Where the hell did you get the video of a german pimp king slapping a member of the albanian mafia in the red-light district of St. Pauli, Hamburg (Germany) captured by the camera of a regional television station?


----------



## ralaw (Feb 24, 2005)

Think Shaq feels left out now?


----------



## Brian34Cook (Mar 26, 2003)

Kobe Statement

Bryant's reaction to a possible return by Jackson seemed lukewarm at best during the past several months. But Bryant released a more positive statement through his agent, Rob Pelinka, shortly after the hiring was announced.

``When the Lakers began the search for a new head coach, I put my complete trust in Dr. Buss and (general manager) Mitch Kupchak to select the person they thought was best for the Lakers' organization,'' Bryant said in the statement. ``In Phil Jackson, they chose a proven winner. That is something I support.''


----------



## HKF (Dec 10, 2002)

Steppenwolf said:


> Where the hell did you get the video of a german pimp king slapping a member of the albanian mafia in the red-light district of St. Pauli, Hamburg (Germany) captured by the camera of a regional television station?


Ha. I'm nice homeboy. I get the job done.


----------



## Damian Necronamous (Jun 10, 2002)

WOOHOO!!!!!! YES! I am so happy right now!!! :banana: :banana: :banana:


----------



## Brian34Cook (Mar 26, 2003)

*Lakers Call News Conference*
The Lakers have called a 2 p.m. news conference for a major announcement. Check back to Lakers.com later today for more information. 
Live Video: Lakers News Conference


----------



## hirschmanz (Jun 3, 2005)

I am very happy for you.

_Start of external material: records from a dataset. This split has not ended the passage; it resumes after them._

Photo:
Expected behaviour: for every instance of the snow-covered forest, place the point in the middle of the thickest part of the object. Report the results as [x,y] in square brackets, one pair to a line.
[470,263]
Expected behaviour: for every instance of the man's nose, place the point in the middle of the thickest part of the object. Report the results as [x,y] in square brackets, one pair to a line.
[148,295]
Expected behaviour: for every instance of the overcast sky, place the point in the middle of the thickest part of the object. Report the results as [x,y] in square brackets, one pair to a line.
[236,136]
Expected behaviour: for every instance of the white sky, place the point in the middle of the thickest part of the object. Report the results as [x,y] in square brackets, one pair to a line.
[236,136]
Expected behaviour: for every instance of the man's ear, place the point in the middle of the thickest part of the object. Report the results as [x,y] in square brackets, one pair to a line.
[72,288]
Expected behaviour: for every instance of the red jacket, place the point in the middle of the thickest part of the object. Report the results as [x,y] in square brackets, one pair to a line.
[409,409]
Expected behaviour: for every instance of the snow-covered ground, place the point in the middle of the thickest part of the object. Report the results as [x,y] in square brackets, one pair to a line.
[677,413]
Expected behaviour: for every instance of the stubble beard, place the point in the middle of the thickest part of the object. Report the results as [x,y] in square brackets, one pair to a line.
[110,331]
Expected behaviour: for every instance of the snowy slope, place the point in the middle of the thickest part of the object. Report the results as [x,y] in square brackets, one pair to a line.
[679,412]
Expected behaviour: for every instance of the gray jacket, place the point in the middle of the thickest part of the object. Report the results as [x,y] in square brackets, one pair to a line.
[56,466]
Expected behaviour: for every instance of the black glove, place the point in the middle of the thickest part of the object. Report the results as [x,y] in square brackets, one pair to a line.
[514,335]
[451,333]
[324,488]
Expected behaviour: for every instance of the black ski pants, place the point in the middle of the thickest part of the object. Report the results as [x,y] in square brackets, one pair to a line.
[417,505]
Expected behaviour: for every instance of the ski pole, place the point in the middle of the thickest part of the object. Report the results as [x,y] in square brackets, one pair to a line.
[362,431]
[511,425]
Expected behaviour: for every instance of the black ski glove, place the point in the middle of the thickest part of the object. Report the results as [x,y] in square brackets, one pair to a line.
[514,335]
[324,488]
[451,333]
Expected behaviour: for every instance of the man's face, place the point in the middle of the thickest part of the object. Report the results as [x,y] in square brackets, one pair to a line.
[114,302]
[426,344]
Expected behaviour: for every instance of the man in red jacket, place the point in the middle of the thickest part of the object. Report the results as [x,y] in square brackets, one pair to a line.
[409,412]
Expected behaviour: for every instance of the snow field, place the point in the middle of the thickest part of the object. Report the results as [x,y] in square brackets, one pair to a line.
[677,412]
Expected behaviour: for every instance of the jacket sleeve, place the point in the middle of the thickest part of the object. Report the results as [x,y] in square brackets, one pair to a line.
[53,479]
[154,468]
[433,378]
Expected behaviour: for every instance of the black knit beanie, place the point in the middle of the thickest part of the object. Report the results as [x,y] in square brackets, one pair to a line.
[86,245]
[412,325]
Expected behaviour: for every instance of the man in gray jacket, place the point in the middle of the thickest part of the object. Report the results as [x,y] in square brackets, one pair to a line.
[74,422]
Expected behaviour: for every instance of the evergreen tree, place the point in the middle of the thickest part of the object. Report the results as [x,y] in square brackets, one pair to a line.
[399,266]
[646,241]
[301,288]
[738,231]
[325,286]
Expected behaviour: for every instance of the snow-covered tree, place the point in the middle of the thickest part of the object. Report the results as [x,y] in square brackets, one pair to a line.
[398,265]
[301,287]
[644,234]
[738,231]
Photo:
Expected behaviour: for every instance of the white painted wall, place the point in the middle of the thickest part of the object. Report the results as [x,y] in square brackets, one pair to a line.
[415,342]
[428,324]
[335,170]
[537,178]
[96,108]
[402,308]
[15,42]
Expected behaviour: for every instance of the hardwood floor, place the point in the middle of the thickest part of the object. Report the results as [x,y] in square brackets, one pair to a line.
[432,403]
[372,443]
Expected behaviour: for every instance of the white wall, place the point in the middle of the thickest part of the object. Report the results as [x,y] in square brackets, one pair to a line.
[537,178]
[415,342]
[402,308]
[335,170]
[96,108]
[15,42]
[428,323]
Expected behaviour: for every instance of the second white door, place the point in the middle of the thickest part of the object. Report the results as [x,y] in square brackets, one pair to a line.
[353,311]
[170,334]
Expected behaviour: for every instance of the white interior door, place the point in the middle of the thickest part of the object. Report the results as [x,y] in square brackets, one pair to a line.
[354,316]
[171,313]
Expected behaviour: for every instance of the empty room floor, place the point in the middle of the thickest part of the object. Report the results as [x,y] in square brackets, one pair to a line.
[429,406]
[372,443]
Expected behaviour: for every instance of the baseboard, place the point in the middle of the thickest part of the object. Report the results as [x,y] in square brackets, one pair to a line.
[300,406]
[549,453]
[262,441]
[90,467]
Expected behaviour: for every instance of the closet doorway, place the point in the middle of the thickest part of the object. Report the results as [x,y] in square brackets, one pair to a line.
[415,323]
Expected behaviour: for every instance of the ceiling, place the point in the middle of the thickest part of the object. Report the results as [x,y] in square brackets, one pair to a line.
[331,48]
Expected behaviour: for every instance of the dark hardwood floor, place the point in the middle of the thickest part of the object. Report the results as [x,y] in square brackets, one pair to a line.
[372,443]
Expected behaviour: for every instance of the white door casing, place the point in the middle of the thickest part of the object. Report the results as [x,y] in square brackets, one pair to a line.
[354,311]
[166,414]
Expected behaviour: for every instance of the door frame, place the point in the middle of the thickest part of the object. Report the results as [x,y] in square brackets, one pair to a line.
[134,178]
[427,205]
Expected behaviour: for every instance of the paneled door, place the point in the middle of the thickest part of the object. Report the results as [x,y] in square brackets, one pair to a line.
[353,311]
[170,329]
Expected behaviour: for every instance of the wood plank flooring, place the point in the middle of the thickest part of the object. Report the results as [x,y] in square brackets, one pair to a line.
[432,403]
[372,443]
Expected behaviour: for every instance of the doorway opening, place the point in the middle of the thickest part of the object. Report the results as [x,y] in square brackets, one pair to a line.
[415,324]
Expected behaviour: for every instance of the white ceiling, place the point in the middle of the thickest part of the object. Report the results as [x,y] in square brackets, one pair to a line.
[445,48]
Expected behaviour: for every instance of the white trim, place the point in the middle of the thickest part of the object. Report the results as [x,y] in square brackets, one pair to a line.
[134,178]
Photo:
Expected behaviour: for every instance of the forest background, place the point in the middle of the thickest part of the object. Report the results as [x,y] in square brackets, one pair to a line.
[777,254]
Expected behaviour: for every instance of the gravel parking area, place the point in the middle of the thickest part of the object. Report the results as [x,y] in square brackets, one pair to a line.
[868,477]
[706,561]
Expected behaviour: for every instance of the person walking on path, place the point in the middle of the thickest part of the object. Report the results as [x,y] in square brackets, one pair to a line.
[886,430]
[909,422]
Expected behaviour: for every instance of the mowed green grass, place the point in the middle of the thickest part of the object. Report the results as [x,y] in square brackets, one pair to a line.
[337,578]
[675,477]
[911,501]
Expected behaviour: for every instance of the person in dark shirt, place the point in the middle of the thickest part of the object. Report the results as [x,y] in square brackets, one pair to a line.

Hopefully this means the return of good basketball to L. A.

I love shaq, but if you win one without him, he and I will need to break up.


----------



## LakerLunatic (Mar 1, 2005)

The End Is Near, Its Almost Time, Havoc Will Be Reaked, The Path To The Day Of Reckoning Is At Hand!


----------



## shobe42 (Jun 21, 2002)

LakerLunatic said:


> The End Is Near, Its Almost Time, Havoc Will Be Reaked, The Path To The Day Of Reckoning Is At Hand!


I couldn't have said it better myself....

three pages and no trolls.... funny how that works :banana:


----------



## Brian34Cook (Mar 26, 2003)

Lakers re-hire Phil Jackson as coach

LOS ANGELES (AP) -- Phil and Kobe, together again.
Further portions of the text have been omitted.